The University Senate passed a resolution earlier this month proposing a tuition reduction for dependents of University employees.

Dependents must be working toward a four-year degree at the institution.

Dependents of employees who have been at the University for five years will receive a 50 percent tuition reduction, with an additional 10 percent taken off their tuition for every additional year up to 10 years. For dependents of 10-year employees, tuition is waived.

University administration still has to ratify the rule before it becomes official.

The resolution’s proponents said they hope it will make the University more competitive in attracting and retaining top employees while saving the University time and money by reducing the need to recruit new faculty members.

The University is not the first public higher education institution in the state to offer such a benefit; the Minnesota State Colleges and Universities system has a similar policy.

Student senator Nathan Wanderman said the policy is “a cost-saving measure,” despite students receiving tuition breaks from the resolution.

Wanderman said it is good policy for the University of Minnesota to recruit employees’ children because they “are usually good members of the (University of Minnesota) community.”

But Steven McLoon, a Faculty Senate member and neuroscience professor, said children of faculty members should attend school elsewhere.

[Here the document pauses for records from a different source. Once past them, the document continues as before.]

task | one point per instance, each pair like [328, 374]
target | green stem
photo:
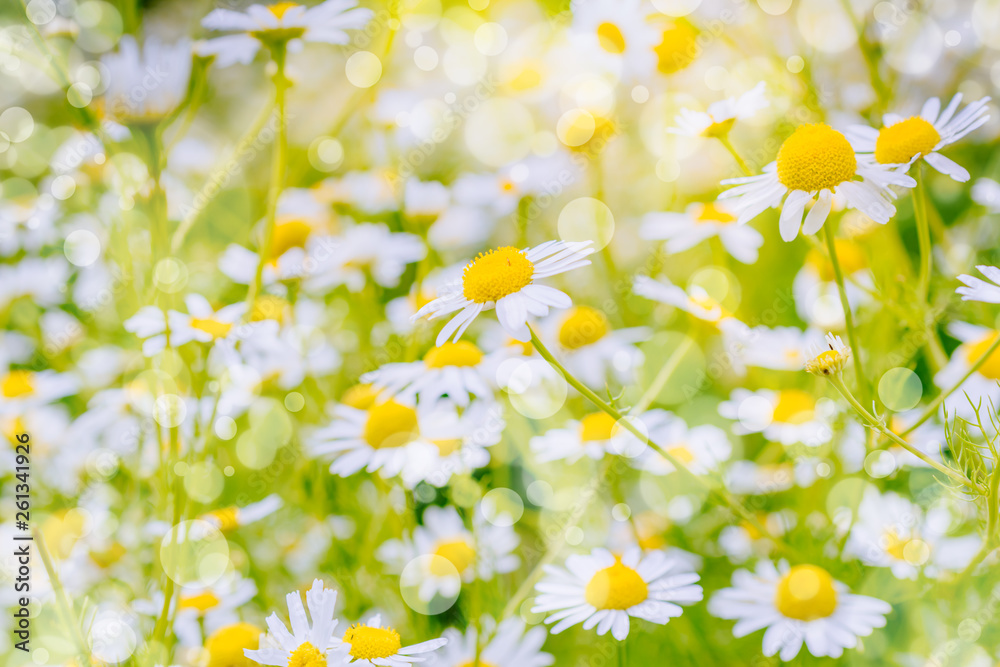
[664, 374]
[724, 140]
[936, 403]
[838, 382]
[627, 424]
[62, 600]
[923, 236]
[281, 83]
[852, 337]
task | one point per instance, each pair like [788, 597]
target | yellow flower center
[62, 530]
[372, 643]
[494, 274]
[827, 363]
[525, 76]
[815, 157]
[307, 655]
[719, 129]
[682, 453]
[896, 545]
[390, 425]
[457, 552]
[991, 367]
[794, 407]
[899, 143]
[17, 383]
[279, 8]
[269, 307]
[611, 38]
[109, 556]
[202, 601]
[225, 646]
[360, 396]
[596, 426]
[227, 518]
[806, 593]
[211, 326]
[850, 254]
[447, 446]
[583, 326]
[678, 48]
[462, 353]
[711, 213]
[288, 234]
[616, 587]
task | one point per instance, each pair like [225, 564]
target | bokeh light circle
[194, 553]
[587, 219]
[900, 389]
[430, 584]
[502, 507]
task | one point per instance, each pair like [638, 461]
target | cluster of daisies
[415, 339]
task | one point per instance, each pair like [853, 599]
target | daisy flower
[695, 301]
[817, 296]
[385, 436]
[366, 249]
[230, 518]
[454, 549]
[976, 289]
[311, 642]
[300, 222]
[815, 163]
[905, 140]
[798, 604]
[146, 87]
[890, 531]
[616, 34]
[720, 116]
[591, 349]
[201, 323]
[606, 591]
[742, 541]
[326, 22]
[593, 436]
[457, 370]
[778, 348]
[436, 461]
[829, 360]
[510, 646]
[981, 385]
[699, 448]
[751, 478]
[504, 279]
[225, 647]
[202, 610]
[789, 416]
[23, 390]
[372, 645]
[700, 222]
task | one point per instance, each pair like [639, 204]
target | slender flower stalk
[64, 606]
[923, 236]
[278, 53]
[663, 376]
[627, 424]
[724, 140]
[852, 337]
[878, 424]
[936, 403]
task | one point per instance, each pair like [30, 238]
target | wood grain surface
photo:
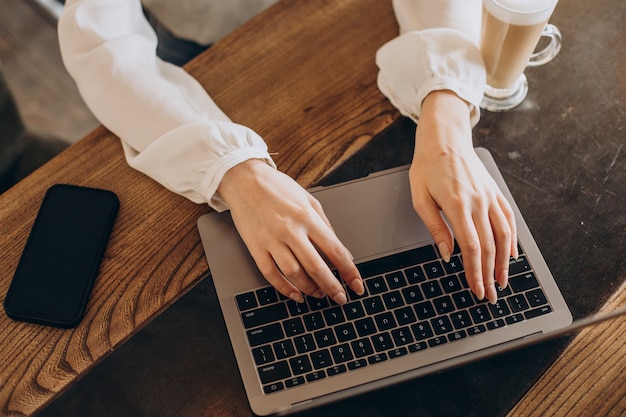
[302, 75]
[588, 378]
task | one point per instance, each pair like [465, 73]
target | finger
[329, 245]
[430, 213]
[487, 253]
[290, 266]
[510, 218]
[272, 274]
[502, 232]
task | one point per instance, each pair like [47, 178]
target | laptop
[416, 317]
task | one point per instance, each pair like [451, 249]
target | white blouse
[171, 129]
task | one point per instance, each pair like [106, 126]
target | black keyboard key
[458, 335]
[395, 280]
[496, 324]
[434, 270]
[267, 295]
[422, 330]
[415, 274]
[359, 363]
[523, 282]
[499, 309]
[315, 376]
[334, 315]
[537, 312]
[284, 349]
[304, 343]
[317, 304]
[341, 353]
[345, 332]
[325, 337]
[463, 299]
[365, 326]
[454, 266]
[362, 348]
[443, 305]
[402, 336]
[274, 372]
[516, 318]
[293, 327]
[474, 330]
[393, 300]
[377, 358]
[536, 298]
[246, 301]
[266, 334]
[480, 314]
[518, 266]
[441, 325]
[264, 315]
[398, 260]
[397, 352]
[374, 304]
[424, 310]
[518, 303]
[354, 310]
[263, 355]
[321, 359]
[461, 319]
[437, 341]
[431, 289]
[385, 321]
[300, 365]
[313, 321]
[376, 285]
[294, 382]
[297, 309]
[278, 386]
[382, 342]
[418, 347]
[412, 294]
[404, 316]
[451, 284]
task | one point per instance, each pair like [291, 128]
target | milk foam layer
[521, 12]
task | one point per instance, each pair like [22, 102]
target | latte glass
[510, 32]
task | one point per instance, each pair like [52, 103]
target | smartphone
[62, 256]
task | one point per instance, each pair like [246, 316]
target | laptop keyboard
[413, 301]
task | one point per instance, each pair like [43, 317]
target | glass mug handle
[551, 50]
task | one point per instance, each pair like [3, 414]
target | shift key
[265, 334]
[264, 315]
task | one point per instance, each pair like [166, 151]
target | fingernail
[319, 294]
[297, 297]
[444, 250]
[340, 298]
[492, 294]
[357, 287]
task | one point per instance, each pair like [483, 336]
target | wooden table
[303, 76]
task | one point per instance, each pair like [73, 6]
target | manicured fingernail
[357, 287]
[444, 250]
[492, 294]
[340, 298]
[319, 294]
[297, 297]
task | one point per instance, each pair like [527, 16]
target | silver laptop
[417, 316]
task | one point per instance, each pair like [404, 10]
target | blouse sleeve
[171, 130]
[437, 49]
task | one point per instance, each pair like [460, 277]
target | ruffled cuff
[417, 63]
[192, 159]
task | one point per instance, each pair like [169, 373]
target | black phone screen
[62, 256]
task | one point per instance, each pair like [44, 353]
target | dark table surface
[562, 155]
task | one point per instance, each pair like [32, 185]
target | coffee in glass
[510, 32]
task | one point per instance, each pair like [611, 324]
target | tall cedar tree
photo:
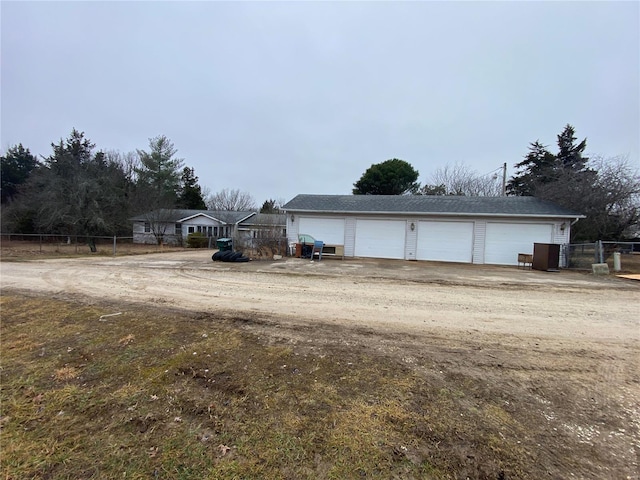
[190, 196]
[607, 194]
[159, 174]
[77, 192]
[15, 167]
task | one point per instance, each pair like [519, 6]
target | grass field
[155, 393]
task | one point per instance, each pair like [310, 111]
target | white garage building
[479, 230]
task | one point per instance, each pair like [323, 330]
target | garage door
[504, 241]
[445, 241]
[329, 230]
[380, 238]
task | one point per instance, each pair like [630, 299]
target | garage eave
[434, 214]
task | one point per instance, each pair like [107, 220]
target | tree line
[607, 191]
[78, 190]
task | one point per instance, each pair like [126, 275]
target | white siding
[412, 240]
[480, 235]
[349, 236]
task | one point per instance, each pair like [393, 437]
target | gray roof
[181, 215]
[428, 204]
[266, 219]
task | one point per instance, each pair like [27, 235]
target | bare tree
[231, 200]
[608, 193]
[459, 179]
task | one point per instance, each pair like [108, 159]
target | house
[492, 230]
[263, 225]
[172, 226]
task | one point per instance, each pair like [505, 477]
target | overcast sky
[281, 98]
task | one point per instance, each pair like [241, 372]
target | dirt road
[376, 294]
[557, 352]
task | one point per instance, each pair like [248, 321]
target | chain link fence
[582, 255]
[17, 244]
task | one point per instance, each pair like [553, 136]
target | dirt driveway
[559, 351]
[379, 294]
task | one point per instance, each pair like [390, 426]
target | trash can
[546, 257]
[224, 244]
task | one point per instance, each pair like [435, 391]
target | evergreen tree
[159, 173]
[190, 192]
[76, 192]
[15, 167]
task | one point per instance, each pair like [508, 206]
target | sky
[281, 98]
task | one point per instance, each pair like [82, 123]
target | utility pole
[504, 179]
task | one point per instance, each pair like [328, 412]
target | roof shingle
[427, 204]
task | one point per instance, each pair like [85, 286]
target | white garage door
[445, 241]
[504, 241]
[380, 238]
[328, 230]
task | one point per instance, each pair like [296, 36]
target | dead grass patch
[158, 393]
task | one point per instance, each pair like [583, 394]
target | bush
[197, 240]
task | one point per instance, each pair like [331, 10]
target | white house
[172, 226]
[492, 230]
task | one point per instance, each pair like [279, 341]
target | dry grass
[19, 250]
[164, 394]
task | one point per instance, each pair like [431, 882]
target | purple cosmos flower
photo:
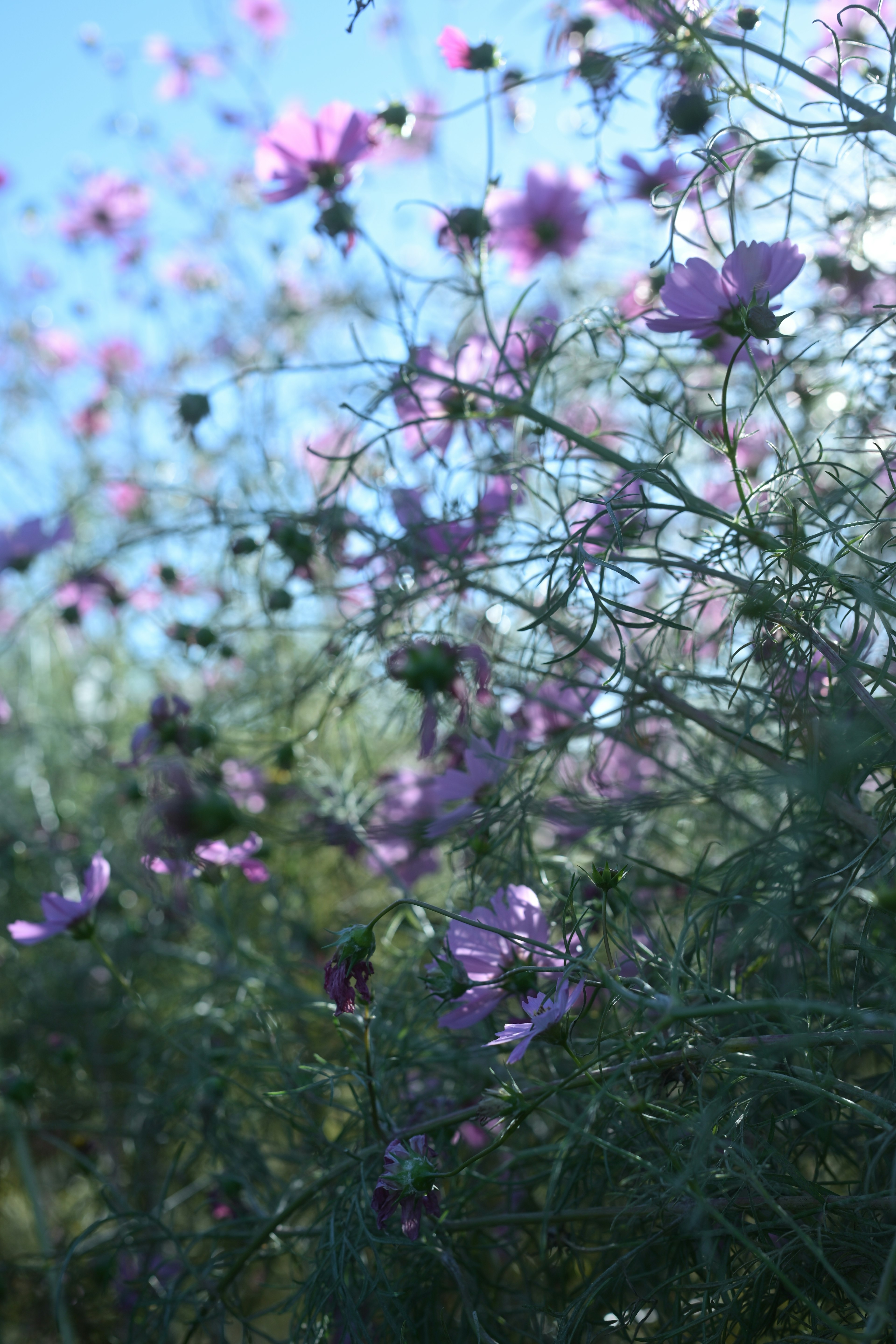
[108, 206]
[351, 962]
[236, 857]
[300, 151]
[721, 308]
[19, 545]
[408, 1181]
[62, 913]
[549, 217]
[434, 670]
[484, 768]
[543, 1015]
[644, 182]
[498, 966]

“I think it is a good thing for kids to go away for college,” he said, reasoning many children of faculty members “grew up on campus.”

“They’ve seen the University of Minnesota,” McLoon said.

He also said the University of Minnesota can be more effective in retaining faculty members, starting with increasing salaries.

“Any faculty member can leave here and get $20,000 a year more,” he said.

McLoon said he worries the Legislature might deny funding if it thinks the University of Minnesota has enough money to send employees’ dependents to school for free.

But Morris Kleiner, a Humphrey Institute of Public Affairs professor and the University Senate’s Faculty Affairs Committee chairman, said seven of 11 Big Ten universities already offer similar packages.

“This isn’t about being ahead of the curve,” he said. “The (University of Minnesota) needs to catch up.”

Kleiner also said having children of faculty members on a campus improves teaching performance because the students can tell their parents about how different instructors teach, providing more accountability.

He said studies have shown similar programs improve faculty retention, especially of employees in their 30s and 40s, which Kleiner said are “their most productive years” at an institution.

But McLoon said the University of Minnesota is affordable for most faculty members, and the benefit won’t improve faculty retention here.

“It’s one thing if you’re talking about (Harvard University),” he said. “But this tuition benefit is a pittance.”